Cette popularité s'explique principalement par le fait que ce bonus reste le plus avantageux: l’effort brut de l’employeur fournit le rendement net le plus élevé pour le collaborateur. Jugez plutôt: sur un coût total de 1.000 euros pour le patron, 653,61 euros atterrissent dans la poche du travailleur. Avec le bonus salarial individuel, option fiscalement la moins intéressante, seuls 380 euros terminent dans le portefeuille de l'employé.

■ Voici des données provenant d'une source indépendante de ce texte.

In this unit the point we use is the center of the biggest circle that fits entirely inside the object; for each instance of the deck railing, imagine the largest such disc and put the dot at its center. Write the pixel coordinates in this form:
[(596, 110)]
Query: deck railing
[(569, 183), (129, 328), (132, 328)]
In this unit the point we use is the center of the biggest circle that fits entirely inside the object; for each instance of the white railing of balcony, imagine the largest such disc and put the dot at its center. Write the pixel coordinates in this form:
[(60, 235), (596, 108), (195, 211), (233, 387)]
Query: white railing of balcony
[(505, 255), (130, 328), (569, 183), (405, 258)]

Bien qu'avantageux, le bonus non récurrent est assorti d'un plafond fixé cette année à 3.413 euros brut. Une restriction qui pousse certaines entreprises à porter leurs choix sur des bonus sous forme de warrants, comprenez des instruments financiers qui donnent le droit à leur détenteur d’acheter ou de vendre des actifs après une période donnée, à un prix prédéterminé.

Ce système a aussi l'avantage de pouvoir être accordé individuellement. En 2020, environ 6,3% des employés en ont bénéficié, contre 5,9% l'an dernier. Le montant moyen des warrants s'élevait à 11.320 euros en 2020.

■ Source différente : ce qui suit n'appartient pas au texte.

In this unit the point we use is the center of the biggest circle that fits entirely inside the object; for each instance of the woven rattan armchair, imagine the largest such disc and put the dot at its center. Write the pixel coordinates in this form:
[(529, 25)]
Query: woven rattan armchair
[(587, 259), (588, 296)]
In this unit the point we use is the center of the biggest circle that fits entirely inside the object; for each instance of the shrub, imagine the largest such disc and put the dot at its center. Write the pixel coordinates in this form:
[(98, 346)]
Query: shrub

"Ce sont surtout les bonus collectifs associés aux bénéfices ou à l’augmentation du chiffre d’affaires de l’entreprise qui seront inférieurs ou disparaîtront dans de nombreuses entreprises l’année prochaine."
Catherine Langenaeke
Consultante senior chez Acerta

Crise sur les bonus en 2021

Si vous avez reçu un bonus cette année, profitez-en car la probabilité que cela se reproduise en 2021 est mince. Bien que l'impact de la crise ne pourra être évalué avec précision qu'à l'issue du premier trimestre 2021, les perspectives paraissent bien sombres. "Ce sont surtout les bonus collectifs associés aux bénéfices ou à l’augmentation du chiffre d’affaires de l’entreprise qui seront inférieurs ou disparaîtront dans de nombreuses entreprises l’année prochaine", précise Catherine Langenaeken.

Lorsque les bonus sont octroyés sur la base d’autres objectifs, par exemple la réduction du nombre d'accidents de travail, les travailleurs peuvent, par contre, se permettre d'être un brin plus optimistes.